As the extent of the ongoing impact from the COVID-19 pandemic remains uncertain, we will update our assessment as new information becomes available.
(5) In 2020, the unprecedented declines in demand and in our capacity caused by COVID-19 led to a significant reduction to our staffing needs. In June 2020, we announced a voluntary separation program which allowed eligible crewmembers the opportunity to voluntarily separate from the Company in exchange for severance, health coverage for a specified period of time, and travel privileges based on years of service. Virtually all of our crewmembers were eligible to participate in the voluntary separation program with the exception of our union-represented crewmembers and crewmembers of our wholly-owned subsidiaries (JetBlue Technology Ventures and JetBlue Travel Products). Separation agreements for the majority of the crewmembers who elected to participate in the voluntary program were executed in the third quarter of 2020. One-time costs of $59 million, consisting of severance and health benefits, were recorded for the year ended December 31, 2020 in connection with the program. Approximately $44 million of this charge was disbursed in 2020. Substantially all of the remaining balance has been disbursed as of December 31, 2021 with the residual amount expected to be disbursed by mid-2022. Accruals related to the voluntary separation program are primarily recorded in accrued salaries, wages and benefits, and accounts payable on our consolidated balance sheets.
(6) In 2020, we executed $563 million of aircraft sale-leaseback transactions. Of these transactions, $354 million did not qualify as sales for accounting purposes. The remaining $209 million qualified as sales and generated a loss of $106 million. These losses represent the difference between the book value of these assets and their fair value. We estimated the fair value of the related aircraft considering third party valuations and considered specific circumstances such as aircraft age, maintenance requirements and condition, and therefore classified as Level 3 in the fair value hierarchy.

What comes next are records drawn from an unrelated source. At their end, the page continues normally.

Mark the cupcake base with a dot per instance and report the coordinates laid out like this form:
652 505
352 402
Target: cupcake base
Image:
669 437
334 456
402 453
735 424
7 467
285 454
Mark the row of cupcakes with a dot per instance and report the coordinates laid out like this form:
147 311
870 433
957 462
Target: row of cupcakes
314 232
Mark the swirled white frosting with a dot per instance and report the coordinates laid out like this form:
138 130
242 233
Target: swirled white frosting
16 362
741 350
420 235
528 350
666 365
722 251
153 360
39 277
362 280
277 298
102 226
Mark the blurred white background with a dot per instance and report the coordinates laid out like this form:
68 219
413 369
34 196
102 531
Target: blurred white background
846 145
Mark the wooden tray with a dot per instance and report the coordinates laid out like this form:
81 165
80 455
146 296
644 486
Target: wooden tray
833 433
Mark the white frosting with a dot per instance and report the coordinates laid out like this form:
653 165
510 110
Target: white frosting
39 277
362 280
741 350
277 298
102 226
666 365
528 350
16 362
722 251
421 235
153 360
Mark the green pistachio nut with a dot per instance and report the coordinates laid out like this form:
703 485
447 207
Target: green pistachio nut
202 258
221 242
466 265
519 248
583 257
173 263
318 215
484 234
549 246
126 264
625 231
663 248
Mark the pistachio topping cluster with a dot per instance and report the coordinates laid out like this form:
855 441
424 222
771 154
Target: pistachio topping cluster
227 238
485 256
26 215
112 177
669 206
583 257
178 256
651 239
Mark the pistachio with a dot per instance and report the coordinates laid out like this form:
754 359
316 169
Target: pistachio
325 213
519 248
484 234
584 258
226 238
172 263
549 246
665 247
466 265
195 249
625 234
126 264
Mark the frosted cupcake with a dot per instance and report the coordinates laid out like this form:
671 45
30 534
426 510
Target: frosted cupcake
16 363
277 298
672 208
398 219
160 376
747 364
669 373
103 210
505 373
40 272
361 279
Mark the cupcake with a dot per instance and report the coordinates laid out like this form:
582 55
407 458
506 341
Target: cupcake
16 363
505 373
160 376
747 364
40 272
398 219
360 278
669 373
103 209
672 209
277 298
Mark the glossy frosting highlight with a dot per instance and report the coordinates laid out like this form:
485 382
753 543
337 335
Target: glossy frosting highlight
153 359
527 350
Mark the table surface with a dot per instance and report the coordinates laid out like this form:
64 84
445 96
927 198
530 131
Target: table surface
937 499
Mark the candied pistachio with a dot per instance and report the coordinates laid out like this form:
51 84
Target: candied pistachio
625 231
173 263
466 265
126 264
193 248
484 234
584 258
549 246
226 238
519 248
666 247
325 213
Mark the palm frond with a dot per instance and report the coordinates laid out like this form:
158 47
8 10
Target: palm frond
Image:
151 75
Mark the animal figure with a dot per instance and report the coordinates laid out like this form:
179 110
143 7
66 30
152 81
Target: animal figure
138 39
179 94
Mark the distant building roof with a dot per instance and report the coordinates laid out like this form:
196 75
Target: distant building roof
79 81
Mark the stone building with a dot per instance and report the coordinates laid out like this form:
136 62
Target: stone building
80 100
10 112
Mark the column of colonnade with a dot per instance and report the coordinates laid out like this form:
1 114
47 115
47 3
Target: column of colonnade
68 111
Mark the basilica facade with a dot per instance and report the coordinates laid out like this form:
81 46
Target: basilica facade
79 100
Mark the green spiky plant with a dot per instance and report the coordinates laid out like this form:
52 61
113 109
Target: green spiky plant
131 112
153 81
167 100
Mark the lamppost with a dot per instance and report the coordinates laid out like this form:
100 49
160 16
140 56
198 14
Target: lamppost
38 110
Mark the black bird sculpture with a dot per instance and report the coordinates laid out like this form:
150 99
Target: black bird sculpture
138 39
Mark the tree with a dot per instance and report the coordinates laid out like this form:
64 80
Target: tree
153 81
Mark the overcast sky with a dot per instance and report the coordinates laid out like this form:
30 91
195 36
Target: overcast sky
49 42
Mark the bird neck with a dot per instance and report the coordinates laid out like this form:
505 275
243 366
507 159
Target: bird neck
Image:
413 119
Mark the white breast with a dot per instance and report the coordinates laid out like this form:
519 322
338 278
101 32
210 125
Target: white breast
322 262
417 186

(7) In July 2018, we announced our decision to exit the Embraer E190 fleet and order 60 Airbus A220-300 aircraft, formerly known as the Bombardier CS300, for expected deliveries beginning in 2020 with the option to purchase 60 additional aircraft. Fleet transition costs for the year ended December 31, 2019 include certain contract termination costs associated with the transition. In 2019, we converted 10 of our options for the A220-300 aircraft into firm orders. Options for 50 additional A220-300 aircraft deliveries remained available to us as of December 31, 2021. In anticipation for the surge in demand created by the NEA with American, in 2021, we announced our decision to delay the retirement of the 30 Embraer E190 aircraft that we own. We reassessed our Embraer E190 assets and adjusted the depreciable lives and salvage value to align with our expected transition dates to the Airbus A220-300 through 2025. Although the Company has not finalized its retirement plans for the Embraer E190 aircraft at December 31, 2021, we do not believe the impact of the change in useful lives of these aircraft will have a material impact on our consolidated financial statements in future periods.